Анатолий Знаменский - Не белы снега… Страница 2
Анатолий Знаменский - Не белы снега… читать онлайн бесплатно
Она хорошо знала, что было это летом, в июле не то в августе, но по какой-то непонятной причине так вот помнилось, будто зима была кругом и белые снега расстилались вокруг хутора, пламенели на солнце. Плавилась будто целина тонкого наста по сторонам дороги, мелькали кони и башлыки, и все плясало и двоилось в мокрых, залитых слезами глазах Настюшки Долговой. В хуторе все знали, что эти самые казаки выиграли недавно большой бой под Кущевской, а отходили всё же, потому что весь фронт откатывался… Жалко их было, и хотелось каждого обнять, расцеловать, накормить и никуда не выпускать из дому… Такая уж она была в ту пору. Все люди были ей как родня, и не страшилась она ничего, вся летела будто навстречу каждому с душой нараспашку. Мать называла её «круженой», и хоть близкими были слёзы по всякой малой причине, ан и сил некуда было девать. Любила дальнюю ходьбу, да чтобы одной, да полевой дорожкой, посреди пшеницы. А ежели запоют, так вся исходила в голосистой хоровой песне, а пуще — вымокнуть в грозу любила. Бывало, заохают соседки, завизжат девчата от грома, закрестятся старухи, начнут искать крова над головой, а она стянет косынку на плечи, распустит волосы и как оглашённая подальше от крыши… До нитки вымокнуть под гремящим водопадом, хохотать от хлещущих молний — то ли не радость?!

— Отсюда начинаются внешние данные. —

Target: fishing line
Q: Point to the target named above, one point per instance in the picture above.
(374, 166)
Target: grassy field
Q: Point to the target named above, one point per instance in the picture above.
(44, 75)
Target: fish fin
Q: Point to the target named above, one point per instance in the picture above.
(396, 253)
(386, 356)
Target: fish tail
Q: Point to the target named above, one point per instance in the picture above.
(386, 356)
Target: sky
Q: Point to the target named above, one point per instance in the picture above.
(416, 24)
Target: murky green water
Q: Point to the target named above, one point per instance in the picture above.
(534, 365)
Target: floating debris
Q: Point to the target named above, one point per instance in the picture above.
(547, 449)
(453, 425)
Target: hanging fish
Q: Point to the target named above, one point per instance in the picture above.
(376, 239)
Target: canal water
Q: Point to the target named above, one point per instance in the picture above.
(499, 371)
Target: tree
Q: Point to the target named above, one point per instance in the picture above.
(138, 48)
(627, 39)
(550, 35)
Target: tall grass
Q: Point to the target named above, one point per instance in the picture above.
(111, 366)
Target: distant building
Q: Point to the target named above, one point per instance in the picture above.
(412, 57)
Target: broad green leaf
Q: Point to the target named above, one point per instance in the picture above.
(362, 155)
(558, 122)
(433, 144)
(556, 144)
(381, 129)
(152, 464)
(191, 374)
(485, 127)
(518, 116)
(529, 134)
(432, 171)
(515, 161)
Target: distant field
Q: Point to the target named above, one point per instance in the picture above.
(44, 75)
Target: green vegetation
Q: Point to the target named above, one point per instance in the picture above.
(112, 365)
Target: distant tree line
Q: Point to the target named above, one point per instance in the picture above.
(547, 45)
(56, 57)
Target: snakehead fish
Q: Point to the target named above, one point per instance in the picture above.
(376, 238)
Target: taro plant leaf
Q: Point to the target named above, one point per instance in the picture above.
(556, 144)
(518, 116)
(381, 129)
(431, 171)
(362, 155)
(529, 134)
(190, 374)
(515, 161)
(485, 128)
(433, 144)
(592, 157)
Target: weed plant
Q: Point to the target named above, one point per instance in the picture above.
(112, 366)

Слёзы застилали ей глаза, а полк всё шёл по улице, притолачивая дорогу, и она крепко держалась обеими руками за плетнёвые колья, чтобы не перепрыгнуть через тот низкий плетень навстречу…
Скуластый казачок с забинтованной наискосок головой, из крайнего ряда, кивнул ей и засмеялся озорно, без всякого уныния — видно, совсем молодой был и тоже любил ещё вымокнуть в грозу, а мокрая, охлюстанная по низу шинель неплохо грела его. А сам на соседнего бородатого старшину оглянулся виновато. Кивнул и проехал, и все.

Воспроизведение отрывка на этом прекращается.